We suggest that (ii) is the main source of this bias. This is because the bias is largely influenced by both the number L of loci used and the ploidy level v (Fig. 3). Because the length of each chromosome is 100 cM, the loci become denser at higher levels of L. The value of δ2 between two close loci (implying smaller c) therefore increases in the deviation from \(\delta _{c = 0.5}^2\) (Fig. 2). In addition, the simulation results for polyploids are less biased. This is because the curve of δ2 at a higher ploidy level is flat for most situations (e.g., c > 0.2). To validate our prediction, we use unlinked loci to regenerate the results in Fig. 3, where the loci are on the same chromosome and the distance between two neighboring loci is long (1030 cM). The results show the bias is reduced to 10−5 (Supplementary Fig. S6).

The bias sources (ii) and (iii) can be reduced if the a priori information is available: (i) if the combination frequency between any two loci is known, the exact δ2 can be calculated between all loci pairs and averaged. In this case, Eq. (8) should use the arithmetic mean of \(\hat r^2\) and \(\hat r_{\Delta}^2\); (ii) if the lengths of chromosomes (in centimorgan) are known, assuming the loci are uniformly distributed on the chromosomes, then the exact δ2 can be calculated; (iii) if the genome size and the number of chromosomes are both known, we can assume the length of the chromosomes accord with a particular distribution (e.g., triangular or uniform) and obtain the exact δ2 (Waples et al. 2016); With newton’s approach as we described, the exact δ2 can be considered a function of the true Ne, then Ne can be estimated; (iv) if the genetic data are sufficient, it is possible to cluster the loci into some linkage groups, and the loci in different lineage groups will be used to perform the estimation of Ne. This can be achieved using a specific software package designed for diploid Ne estimation, i.e., NeEstimator V2 (Do et al. 2014).

Non-independent samples

Non-independent samples can also be a potential bias source (Waples, personal communications).

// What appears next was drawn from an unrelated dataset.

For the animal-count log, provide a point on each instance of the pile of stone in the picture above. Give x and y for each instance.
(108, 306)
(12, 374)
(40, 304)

For non-independent samples due to random sampling, there is not extra bias. For non-independent samples due to non-random sampling, e.g., the relatives are more likely to be together sampled, extra bias is introduced.

We performed a simple simulation to show such bias, the results with different sampling strategies (random sampling, pair sampling of relatives) are compared. The bias of \(\hat V\) is increased under non-random sampling at a low sample size and approaches that under random sampling as n increases (Supplementary Fig. S6). Such bias is mainly due to the overestimation of \(\hat r_{\Delta}^2\) and \(\hat {\Delta}^2\) .

We derived the LD moments under pair sampling of clones in Supplementary Appendix K. The LD moments under non-random sampling are related to the sample size, the probability of non-random sampling, the types of relatives, the single and the double non-identity coefficients, the allele probability product pq, and the heterozygosities. Therefore, d2 and δ2 cannot be derived by the method used in this manuscript, i.e., Eq. (5), and the elimination of such bias can be a direction of future studies.